In every scholastic environment, there are those who abuse the system. This is a way for some accountability to be brought back to the system.

Q. This system doesn’t take into account professors’ research or service; it’s just focused on teaching. Was that intentional?

A. Absolutely. The university is designed, if I read the Iowa Constitution accurately, to impart knowledge to students. We have turned it into a laboratory, which is fine — state dollars can be spent on employees, and if you want to develop R&D, that’s fine.

But there are professors who are phenomenal in the classroom and may have poor research-and-development techniques. There are those who are phenomenal in research and development but have poor techniques in the classroom.

We need to make sure we differentiate between the two. If you’re going to be a professor who is simply an R&D individual, you should be hired as an employee who is doing the work for the university. Unfortunately, we’ve merged those two things, and I believe it’s been to the detriment of the quality of our education.

Q. Do you think this will make it harder for universities to recruit faculty members who are top researchers?

A. I don’t think it’ll make it harder.
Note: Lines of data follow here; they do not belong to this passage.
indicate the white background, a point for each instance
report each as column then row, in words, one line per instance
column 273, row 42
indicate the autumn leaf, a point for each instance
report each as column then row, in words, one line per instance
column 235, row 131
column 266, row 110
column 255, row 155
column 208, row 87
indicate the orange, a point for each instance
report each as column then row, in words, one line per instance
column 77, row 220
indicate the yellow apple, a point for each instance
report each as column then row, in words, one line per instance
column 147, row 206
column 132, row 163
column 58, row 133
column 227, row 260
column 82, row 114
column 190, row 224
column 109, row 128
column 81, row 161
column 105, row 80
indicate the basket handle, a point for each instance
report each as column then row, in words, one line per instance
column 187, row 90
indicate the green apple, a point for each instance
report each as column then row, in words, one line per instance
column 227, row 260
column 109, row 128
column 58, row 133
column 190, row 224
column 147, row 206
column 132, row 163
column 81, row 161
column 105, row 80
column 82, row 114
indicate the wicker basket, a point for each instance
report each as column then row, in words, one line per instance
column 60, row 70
I actually trust our students. I trust our kids who say, This is a poor professor, we don’t want him here. I think you’re going to be opening up avenues to bring in fresh talent.

Part of doing work is a passion to do it well. I’d like to make sure we bring passion back to education.

Q. Have you heard from professors and university officials about the bill?

A. I’ve had some contact around the bill. It’s great to have a conversation because I don’t believe that a lot of professors think of their job as being in service and as having customers they have to take care of.

There are definitely some professors who feel that way but not the majority, in my opinion. I’m hoping this wakes some of those professors up and says, Listen, we have a situation in this country where we are having these young adults leave college with massive debt. I want to make sure the education they are receiving matches the amount of debt they have or the amount of money they’ve spent. I think this is one of the first steps to make sure that happens.